After the U.S. reached an agreement with Turkey in late August to bring it into the coalition opposing the Islamic State in Iraq and Syria (ISIS), there were hopes that the two sides had also agreed on creating a sort of safe zone within northern Syria.
“There ought to be a piece of Syria where people can go for medical care and know that they’re not going to be killed by these barrel bombs,” Sen. Dick Durbin (D-Ill.) said on the Senate floor on Sept. 15. “I know the administration is working on that with Turkey. And it’s going very slowly.”
Sen. Bob Corker (R-Tenn.), chairman of the Senate Foreign Relations Committee, on Wednesday said he knows there’s been “decision memos after decision memos” on the president’s desk about an “air exclusion zone” along the border with Turkey.
But while defense officials in July had said the two sides were discussing a safe zone focused on a roughly 70 mile stretch of land along the border of Turkey, discussion since then has focused on the challenges of implementing it.
Gen. Lloyd Austin, Commander of U.S. Central Command, said that although the U.S. had the capability, he would not recommend a no-fly zone or a safe zone.
“It will take a ground force to be able to protect the refugees if we do that,” he said at a Sept. 16 hearing. “I don’t see the force available to be able to protect them currently. … So I would not recommend it at this point in time.”

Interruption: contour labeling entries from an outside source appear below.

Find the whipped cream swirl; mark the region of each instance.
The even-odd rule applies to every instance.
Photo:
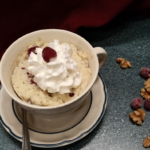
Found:
[[[28,71],[34,75],[34,81],[44,91],[60,94],[70,93],[71,88],[80,85],[82,76],[78,72],[78,64],[71,58],[72,49],[67,43],[60,44],[58,40],[49,43],[57,57],[46,63],[42,57],[43,48],[36,48],[28,59]]]

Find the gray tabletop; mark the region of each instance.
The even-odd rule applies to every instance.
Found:
[[[130,102],[140,96],[144,79],[141,67],[150,67],[150,19],[139,16],[121,17],[105,27],[80,29],[79,34],[94,47],[101,46],[108,60],[100,70],[108,91],[108,104],[99,125],[80,141],[55,150],[144,150],[144,138],[150,135],[150,112],[142,126],[129,119],[133,111]],[[123,57],[132,64],[121,69],[116,58]],[[20,150],[21,142],[11,137],[0,124],[0,150]],[[32,148],[39,150],[41,148]]]

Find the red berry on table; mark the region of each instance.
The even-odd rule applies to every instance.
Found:
[[[52,48],[45,47],[42,51],[42,57],[48,63],[48,62],[50,62],[51,58],[57,57],[57,53]]]
[[[144,102],[144,108],[150,111],[150,99],[146,99]]]
[[[140,108],[141,106],[142,106],[142,103],[143,103],[143,101],[142,101],[142,99],[141,98],[134,98],[132,101],[131,101],[131,107],[133,108],[133,109],[138,109],[138,108]]]
[[[141,68],[140,75],[145,79],[150,78],[150,69],[147,67]]]

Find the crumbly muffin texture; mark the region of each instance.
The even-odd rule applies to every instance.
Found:
[[[81,84],[74,89],[71,89],[71,93],[74,96],[69,96],[69,93],[48,93],[43,91],[38,85],[31,83],[32,75],[28,73],[28,48],[33,46],[46,47],[48,44],[42,41],[36,42],[27,46],[25,50],[20,53],[16,59],[17,66],[14,69],[12,75],[12,85],[17,95],[28,103],[39,106],[56,106],[66,103],[75,97],[79,96],[85,88],[88,86],[91,79],[91,69],[88,63],[88,55],[84,50],[77,49],[74,45],[69,44],[73,50],[72,58],[78,64],[78,71],[82,75]]]

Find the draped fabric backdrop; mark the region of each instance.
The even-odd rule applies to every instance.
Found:
[[[149,15],[150,0],[0,0],[0,58],[19,37],[40,29],[99,27],[119,14]]]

Earlier this week, Lisa Monaco, the president’s adviser for homeland security and counterterrorism, said safe zones are “very resource-intensive.”
“To actually have a safe zone, to undertake the protection of that safe zone, particularly in as complex an environment as Syria, when it’s very hard to tell who is fighting who, to actually undertake the protection of that zone, can be quite a hard undertaking,” she said Wednesday on PBS’s “Charlie Rose.”

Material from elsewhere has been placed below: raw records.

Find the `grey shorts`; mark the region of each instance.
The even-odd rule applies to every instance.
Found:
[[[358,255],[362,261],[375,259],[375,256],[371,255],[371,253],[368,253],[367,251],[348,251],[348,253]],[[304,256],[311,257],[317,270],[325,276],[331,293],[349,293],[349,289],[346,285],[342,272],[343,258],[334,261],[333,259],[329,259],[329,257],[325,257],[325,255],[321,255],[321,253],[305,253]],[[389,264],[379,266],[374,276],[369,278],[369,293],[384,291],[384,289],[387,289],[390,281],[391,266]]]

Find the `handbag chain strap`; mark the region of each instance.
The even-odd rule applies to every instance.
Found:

The arguments have convinced other Democrats on the Armed Services Committee, such as ranking member Sen. Jack Reed (D-R.I.) and Sen. Jeanne Shaheen (D-N.H.), who say that while it’s a worthy idea, it’s very difficult and costly to implement.
Air Force Lt. Gen. Bob Otto, Air Force deputy chief of staff for intelligence, surveillance and reconnaissance (ISR), told reporters Thursday that a safe zone would “require exquisite ISR” to verify whether it’s being violated.

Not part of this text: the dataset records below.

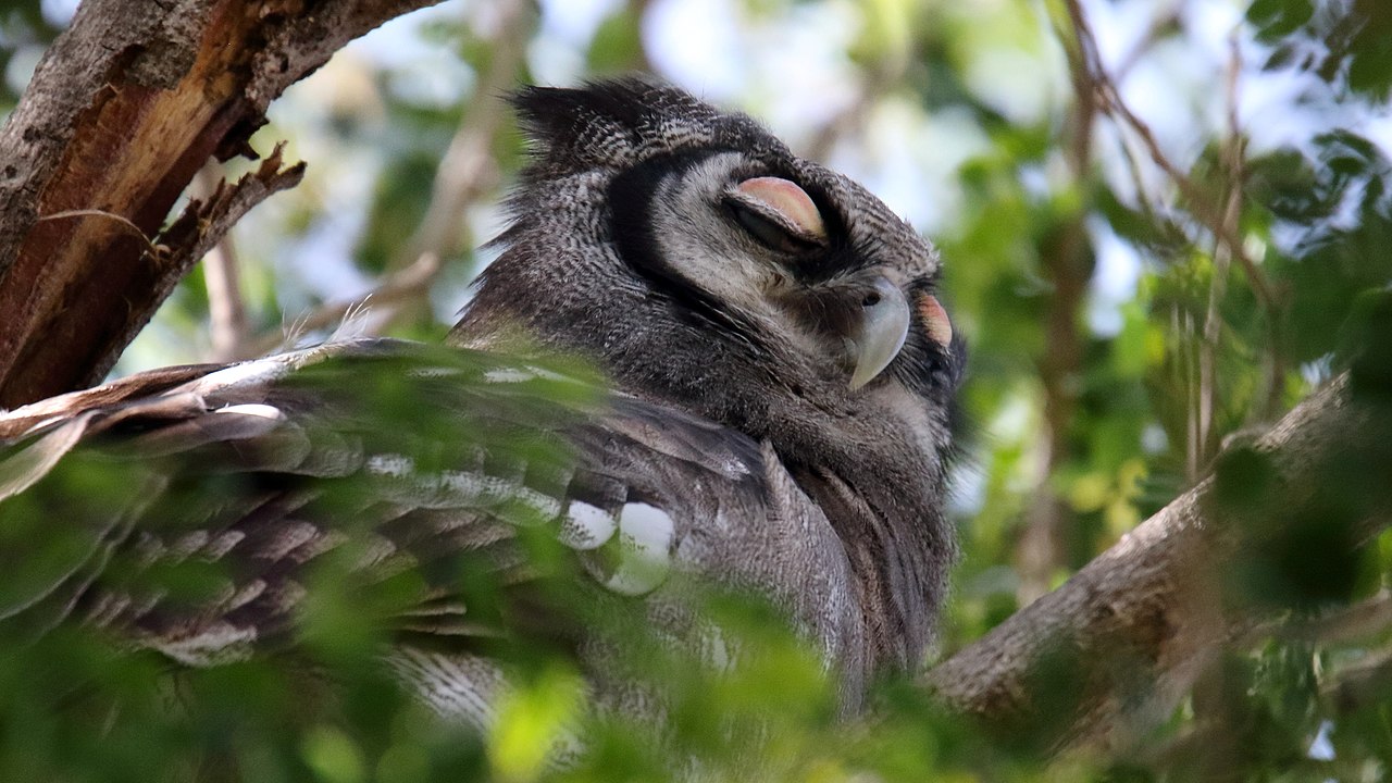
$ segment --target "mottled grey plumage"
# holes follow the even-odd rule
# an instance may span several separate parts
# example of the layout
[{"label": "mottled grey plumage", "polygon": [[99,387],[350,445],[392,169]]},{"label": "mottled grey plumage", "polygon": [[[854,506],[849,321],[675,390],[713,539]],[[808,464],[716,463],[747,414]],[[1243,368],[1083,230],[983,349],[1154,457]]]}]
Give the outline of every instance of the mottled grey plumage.
[{"label": "mottled grey plumage", "polygon": [[[848,708],[874,672],[919,662],[954,556],[944,460],[962,366],[935,252],[855,183],[681,91],[535,88],[516,104],[535,157],[458,352],[344,343],[0,415],[0,518],[74,449],[129,474],[129,492],[64,511],[84,545],[22,581],[43,587],[0,594],[0,623],[100,624],[206,665],[283,634],[303,566],[345,542],[365,571],[482,557],[525,582],[521,509],[596,595],[644,600],[660,624],[690,580],[768,596],[839,672]],[[908,304],[908,333],[852,389],[881,294]],[[615,393],[507,358],[537,344],[592,359]],[[384,369],[466,426],[445,435],[425,415],[379,437],[352,392]],[[564,443],[574,461],[497,453],[514,442]],[[180,492],[207,476],[234,490]],[[329,502],[345,481],[348,509]],[[171,559],[238,566],[193,607],[110,578]],[[432,591],[404,630],[486,633],[447,581]],[[700,623],[674,633],[720,642]],[[441,709],[486,719],[498,673],[484,656],[404,644],[393,660]]]}]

“It would require human intelligence, geo-spatial intelligence, signals intelligence, it would take the whole gamut,” he said. “You got a safe zone, and you got a car driving in the safe zone. Do you bomb it? Well, what if it’s filled with women and children? How do you know? So now you got thousands of miles of roads, and hundreds of cars — well how do you do that?”
“So I think it’s easy in concept to say ‘let’s create a safe zone,’ but if you want to do it with just air power, then you need to know really the details of what you’re trying to accomplish. It could be difficult,” he said.
However, he said, it would really come down to the president’s priorities.
“The president has so much stuff that he can deal with, he’s got Afghanistan, Iraq, Syria, other areas of the world, what would the president’s priorities be?” he added.
Ben Rhodes, deputy national security adviser for strategic communication, told a Washington audience Wednesday that American military power cannot fill certain vacuums, especially in the Middle East.
“The fact of the matter is not only do we think that that is not good in terms of our resource allocation, and the risk to our troops, we don’t think there could be a military solution that could be imposed on Syria,” he said at the Washington Ideas Forum.
“We cannot continue to be in a cycle where all of our resource allocation, all of our attention is trying to fix fundamentally broken societies in the Middle East,” he said.
“The Asia Pacific is the largest emerging market in the world. That’s going to matter a lot more to people in the 21st century than the Middle East is.”